Eight years ago today I was 22 years old, new to the city, new to my job, and honestly a little bewildered by the whole “being an adult” thing. I went in to work that day like any other day. I remember exactly what I was wearing – a pink sleeveless top, black pants, and black Steve Madden “slinky” slides (remember those?).
I got off the elevator to hear people sort of yelling from the other side of the office. One of the other assistants ran by me and told me to follow her, that there had been an accident or something. I went, with the other, like, five people who were in that early, to the big office in the south west corner.
What I saw seemed curious more than anything else. One of the Twin Towers had a little circle of fire on it, burning bigger and bigger. Smoke poured out. The other assistant told me it was a plane that had run into the tower. We thought it must have been little because the hole didn’t seem all that big. But we didn’t realize that we were looking at the spot where the nose of the place came through the north side of the building.
More people came in, a television was tuned to the news, I called my husband (then boyfriend) who was at home being a laid-off dot-commer at the time. I don’t remember if I was looking out the window or at the TV when the second plane hit, but this memory is very, very vivid. I remember what I thought and what I felt like at that moment. Up until that moment I was convinced this was an accident. A horrible tragedy, but an accident. At that moment I realized that it was no accident and that something truly awful was happening.
It was such a long day. Not long after the second plane hit my building was evacuated. I went with the two other assistants from my department to a loft one of their colleges had in the city. It was close and seemed safe to us. I was able to call my mother and my husband before I left the building to tell them I was safe and would be home when I could get there.
We ended up at a bar, drinking beer and eating burgers.

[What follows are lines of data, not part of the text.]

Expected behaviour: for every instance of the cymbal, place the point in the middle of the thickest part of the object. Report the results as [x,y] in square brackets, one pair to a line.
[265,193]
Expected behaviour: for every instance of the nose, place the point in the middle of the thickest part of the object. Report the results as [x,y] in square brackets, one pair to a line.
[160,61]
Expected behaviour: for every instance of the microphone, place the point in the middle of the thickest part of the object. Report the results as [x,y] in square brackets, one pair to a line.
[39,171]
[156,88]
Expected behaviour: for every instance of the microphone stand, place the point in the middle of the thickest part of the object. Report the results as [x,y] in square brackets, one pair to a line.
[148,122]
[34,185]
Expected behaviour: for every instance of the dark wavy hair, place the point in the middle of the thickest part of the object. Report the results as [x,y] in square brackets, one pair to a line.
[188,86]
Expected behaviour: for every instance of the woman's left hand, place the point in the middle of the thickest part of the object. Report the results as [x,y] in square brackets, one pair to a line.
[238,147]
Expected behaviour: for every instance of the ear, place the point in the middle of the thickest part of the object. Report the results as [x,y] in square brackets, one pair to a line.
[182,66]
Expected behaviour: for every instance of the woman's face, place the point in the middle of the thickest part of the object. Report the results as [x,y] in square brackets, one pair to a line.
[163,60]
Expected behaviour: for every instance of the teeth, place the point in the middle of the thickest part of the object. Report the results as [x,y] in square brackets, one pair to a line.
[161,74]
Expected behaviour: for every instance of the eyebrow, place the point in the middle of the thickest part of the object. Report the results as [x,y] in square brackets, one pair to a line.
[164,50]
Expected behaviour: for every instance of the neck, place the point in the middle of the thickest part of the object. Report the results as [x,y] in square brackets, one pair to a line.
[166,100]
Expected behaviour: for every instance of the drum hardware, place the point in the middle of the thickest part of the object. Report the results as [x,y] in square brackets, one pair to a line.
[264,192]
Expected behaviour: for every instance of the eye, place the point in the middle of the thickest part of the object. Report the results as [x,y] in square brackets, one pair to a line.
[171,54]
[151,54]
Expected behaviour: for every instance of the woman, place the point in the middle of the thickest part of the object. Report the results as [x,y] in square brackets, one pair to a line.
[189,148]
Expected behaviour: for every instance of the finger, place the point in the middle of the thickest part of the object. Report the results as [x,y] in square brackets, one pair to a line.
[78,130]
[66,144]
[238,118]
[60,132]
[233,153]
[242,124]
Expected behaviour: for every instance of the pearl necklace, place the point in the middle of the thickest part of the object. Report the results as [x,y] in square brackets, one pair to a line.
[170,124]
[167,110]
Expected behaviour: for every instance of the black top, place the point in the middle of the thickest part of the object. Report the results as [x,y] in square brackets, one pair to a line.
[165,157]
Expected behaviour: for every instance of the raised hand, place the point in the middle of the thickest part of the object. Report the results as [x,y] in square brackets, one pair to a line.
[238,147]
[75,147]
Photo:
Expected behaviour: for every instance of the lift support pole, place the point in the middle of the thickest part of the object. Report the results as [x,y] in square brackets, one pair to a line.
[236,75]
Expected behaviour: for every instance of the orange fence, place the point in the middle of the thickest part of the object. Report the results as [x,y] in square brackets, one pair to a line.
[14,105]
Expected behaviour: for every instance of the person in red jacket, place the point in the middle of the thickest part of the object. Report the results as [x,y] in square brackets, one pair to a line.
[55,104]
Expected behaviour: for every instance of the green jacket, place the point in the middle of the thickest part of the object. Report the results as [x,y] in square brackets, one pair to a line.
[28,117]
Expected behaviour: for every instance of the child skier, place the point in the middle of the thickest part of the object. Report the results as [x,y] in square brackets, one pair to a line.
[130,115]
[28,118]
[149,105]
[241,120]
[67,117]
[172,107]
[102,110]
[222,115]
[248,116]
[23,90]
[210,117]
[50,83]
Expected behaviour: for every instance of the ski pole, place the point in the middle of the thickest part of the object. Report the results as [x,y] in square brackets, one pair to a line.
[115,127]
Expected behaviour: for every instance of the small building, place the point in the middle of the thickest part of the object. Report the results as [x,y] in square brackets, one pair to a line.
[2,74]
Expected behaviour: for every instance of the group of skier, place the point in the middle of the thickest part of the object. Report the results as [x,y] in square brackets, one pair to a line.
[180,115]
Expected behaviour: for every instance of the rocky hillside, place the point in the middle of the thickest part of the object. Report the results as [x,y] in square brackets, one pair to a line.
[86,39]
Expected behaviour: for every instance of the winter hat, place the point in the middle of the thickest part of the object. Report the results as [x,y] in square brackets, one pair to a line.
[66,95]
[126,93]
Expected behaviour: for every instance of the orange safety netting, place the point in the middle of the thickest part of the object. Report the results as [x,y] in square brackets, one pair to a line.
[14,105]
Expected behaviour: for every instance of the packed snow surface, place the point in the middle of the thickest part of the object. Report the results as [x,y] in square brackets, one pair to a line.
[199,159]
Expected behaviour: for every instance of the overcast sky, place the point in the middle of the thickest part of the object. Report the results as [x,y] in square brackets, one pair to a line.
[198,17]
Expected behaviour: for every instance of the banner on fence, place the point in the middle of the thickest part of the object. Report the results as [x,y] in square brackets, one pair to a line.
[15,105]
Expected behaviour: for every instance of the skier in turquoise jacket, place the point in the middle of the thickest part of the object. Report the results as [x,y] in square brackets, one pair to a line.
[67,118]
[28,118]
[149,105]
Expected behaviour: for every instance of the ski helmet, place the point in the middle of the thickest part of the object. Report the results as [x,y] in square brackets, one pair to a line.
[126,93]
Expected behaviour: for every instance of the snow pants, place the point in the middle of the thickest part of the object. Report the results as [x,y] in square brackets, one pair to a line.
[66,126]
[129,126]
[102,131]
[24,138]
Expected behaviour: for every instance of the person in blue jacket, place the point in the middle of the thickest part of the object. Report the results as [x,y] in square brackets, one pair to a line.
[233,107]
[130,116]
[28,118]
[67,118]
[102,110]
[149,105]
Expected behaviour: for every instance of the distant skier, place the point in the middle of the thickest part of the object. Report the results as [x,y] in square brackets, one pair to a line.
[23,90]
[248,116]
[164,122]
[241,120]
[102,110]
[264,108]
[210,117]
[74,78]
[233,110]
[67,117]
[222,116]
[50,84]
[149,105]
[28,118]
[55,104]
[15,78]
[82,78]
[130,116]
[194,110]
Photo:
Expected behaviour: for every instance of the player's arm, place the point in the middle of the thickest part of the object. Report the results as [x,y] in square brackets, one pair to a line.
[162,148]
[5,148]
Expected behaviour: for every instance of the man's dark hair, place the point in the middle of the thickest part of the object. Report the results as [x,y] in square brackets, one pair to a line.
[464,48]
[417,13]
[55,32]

We watched the news and talked with people who had hiked up from downtown to safer areas. We heard stories from people covered in dust about how they had escaped and what they had seen.
When the subways started running again, I took it home.
9-11 is such a strange day in my memory. It forever changed the way I felt and the way I looked at things. I made my first real friend in the city and we are still amazing friends today even though we have both gotten married, both had children and she has now moved away.
I felt more terrified that day than I have ever been in my life. That feeling of uncertainty is something I will never forget. That day Manhattan seemed like such a small place in so many ways. Although it was miles away, Ground Zero felt so very close to me as did the evil that was happening there. I didn’t know when the next attack would be or where. But it also felt like we were all one big family in a way. For weeks, we all had something in common. People talked to each other in restaurants and bars and on the subway. It felt close and familiar. It felt good to lean on everyone around me.
I forget about the atmosphere of the city in those days and weeks sometimes; the fall air, the smell of acrid smoke that seemed to permeate everything, the posters of missing loved ones on every available surface, the fear, the camaraderie.
I had no idea then of the real implications that the event would have not just on me, not just on the city, but on the entire world. I want to remember all of those who lost their lives on 09-11-01 and all of those whose lives were forever changed.